Would it be appropriate to use a linear regression or is there something more apropos?

• Do you have any other information about the foraging attempts? Eg: Do you have multiple attempts from the same hawk? Or some information about location, time of day, any other variable that can have an effect on the success probability? Nov 13, 2022 at 14:30
• I have 6-7 different variables relating to each foraging attempt that might impact success probability. For those, I ran a GLMM with bird identity being a random effect. My question here was more focused on descriptive stats rather than a more in-depth analysis. Nov 14, 2022 at 15:08
• Both suggested analyses (regression and t-test) are more than descriptive summaries, and more importantly, assume the observations are independent. That is an inaccurate assumption if there are multiple observations of the same hawk. In the future, consider including all relevant information in the question. Nov 14, 2022 at 15:49
• I think I would argue that performing a mixed-effects regression qualifies an as in-depth analysis much more than it qualifies as descriptive statistics.
– Dave
Nov 14, 2022 at 15:58

Can you reframe your question as, "Are perch heights different between successful and unsuccessful foraging attempts?" In this case, you could compare the two groups, success and failure, with a t-test. By using a two-tailed t-test, you are making no assumptions of the direction of the difference, higher or lower could either be more successful.

The null hypothesis in this case is that heights do not differ between successful and failed foraging attempts, and the alternative hypothesis that perch height does differ between groups.

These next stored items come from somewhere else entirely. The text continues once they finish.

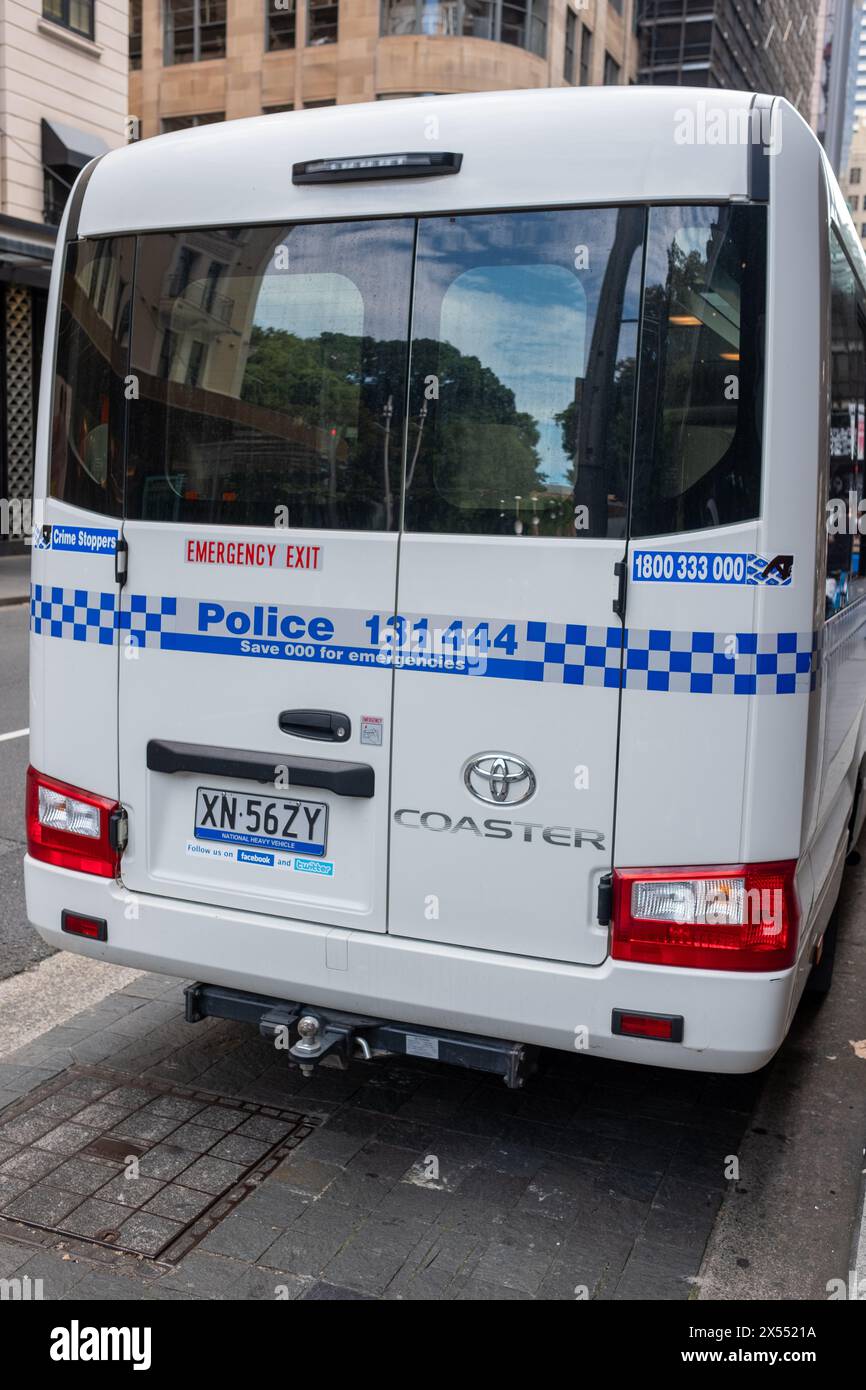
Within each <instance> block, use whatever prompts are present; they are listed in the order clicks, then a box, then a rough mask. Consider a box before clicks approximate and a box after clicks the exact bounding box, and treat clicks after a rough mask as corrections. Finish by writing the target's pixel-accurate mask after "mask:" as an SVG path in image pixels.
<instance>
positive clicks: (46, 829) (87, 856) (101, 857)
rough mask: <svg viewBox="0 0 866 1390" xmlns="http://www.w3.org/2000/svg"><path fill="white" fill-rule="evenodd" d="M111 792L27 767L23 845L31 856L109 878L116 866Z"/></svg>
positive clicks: (114, 828)
mask: <svg viewBox="0 0 866 1390" xmlns="http://www.w3.org/2000/svg"><path fill="white" fill-rule="evenodd" d="M118 815H120V805H118V802H117V801H113V799H111V798H110V796H97V795H96V792H92V791H83V790H82V788H81V787H71V785H70V784H68V783H61V781H57V778H56V777H46V776H44V774H43V773H38V771H36V769H35V767H28V771H26V848H28V853H29V855H31V858H32V859H40V860H42V862H43V863H49V865H57V867H60V869H76V870H78V873H93V874H99V876H100V877H101V878H114V877H115V876H117V872H118V865H120V848H118V837H117V817H118Z"/></svg>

• For the depth of the question I'm trying to answer, I guess I could go about answering my question that way. No use in over-analyzing when a simple t-test would work. Thank you. Nov 13, 2022 at 1:56
• Dave's answer gives you a way to interpret the effect of height by looking at the coefficient in a logistic regression. Mine is simply a comparison of means. Either or both have value to for different reasons. Nov 13, 2022 at 5:06
• I completely agree, both are insightful. One is simply more appropriate for my question. Thank you both. Nov 13, 2022 at 5:29

Your outcome of interest is the success probability of success. Therefore, you want some kind of probability model that estimates the probability of a success for a given perch height.

Linear regression in this case would be a linear probability model. While people do use this, there are issues, among them being that illegal probabilities exceeding $$1$$ or below $$0$$ can be predicted.

More reasonable might be a logistic regression, which applies a clever transformation to your predictions to squeeze them into legal probability values.

Any decent statistical software will have a logistic regression option that outputs coefficient estimates along with confidence intervals and p-values. You interpret the coefficients similar to how you would interpret them in a linear regression, except that they explicitly describe changes in log-odds. Simplified, this means that a positive coefficient corresponds to an increase in probability while a negative coefficient corresponds to a decrease in probability.

You do have to watch out for how you code your binary variable. Typical would be to take failures as $$0$$ and successes as $$1$$. If you do not do this coding explicitly and rely on your software to interpret a string input, you will want to know how that conversion occurs.